Panizzi’s 20-minute eulogy evoked everything from memories of their childhood together – complete with a Christmas Eve remembrance of their parents ringing sleigh bells outside – to Mays’ devout Christian faith. Panizzi recited various lines Mays made famous, including “Life’s a pitch, and then you buy” and drew a standing ovation parroting Mays’ signature introduction, “Hi, Billy Mays here.”
Hundreds of mourners packed the black brick, gothic Catholic church in the suburb of McKees Rocks, where Mays was raised, to remember the popular pitchman. Mays developed his style demonstrating knives, mops and other “As Seen on TV” gadgets on Atlantic City’s boardwalk and worked for years as a hired gun on the state fair and home show circuits, attracting crowds with his booming voice and genial manner.
Mays got his start on TV on the Home Shopping Network and then branched out into commercials and infomercials. He developed such a strong following that he became the subject of a reality TV series, Discovery Channel’s “Pitchmen.”
“Pitchmen” creator and executive producer Chris Wilson said the outsized personality that earned Mays a place in the pop culture lexicon was paired with an innate ability to reach viewers.
“Billy had an amazing way of just making you believe that everything he said was true,” Wilson said Friday. “He didn’t sell you, he told you.”
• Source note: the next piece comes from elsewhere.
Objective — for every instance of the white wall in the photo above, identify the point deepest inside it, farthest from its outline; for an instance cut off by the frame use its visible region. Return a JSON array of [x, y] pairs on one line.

The likable personality Mays presented on TV viewers existed in real life, too, Wilson said.
“As great as a pitch man Billy was, he was an even better man and an even better individual,” he said.
Outside the funeral, a company owned by fellow “Pitchmen” star Anthony Sullivan handed out the shiny stickers bearing a caricature of Mays’ face.
Mays hawked everything from the Wash-matik, a device for pumping water from a bucket to wash cars, to Orange Glo, an environmentally friendly cleaner. Sporting a jet-black beard and coupling high-energy demonstrations with booming pitches, Mays always seemed ready to jump off the screen.
Joanne Barthurst’s son graduated from high school with Mays and she watched the funeral procession from her porch across the street. She said Mays’ strong ties to his hometown are what made him great. He remained Everyman, even though he was one of the most visible people in the country.
“Watching him on TV and everything like that, his infomercials and stuff, even though he wasn’t around you still felt like you had some ties because he was a McKees Rocks boy,” she said.
Mays is believed to have died of a heart attack in his sleep June 28 at his home in Tampa, Fla., but further tests are needed to be sure of the cause of death.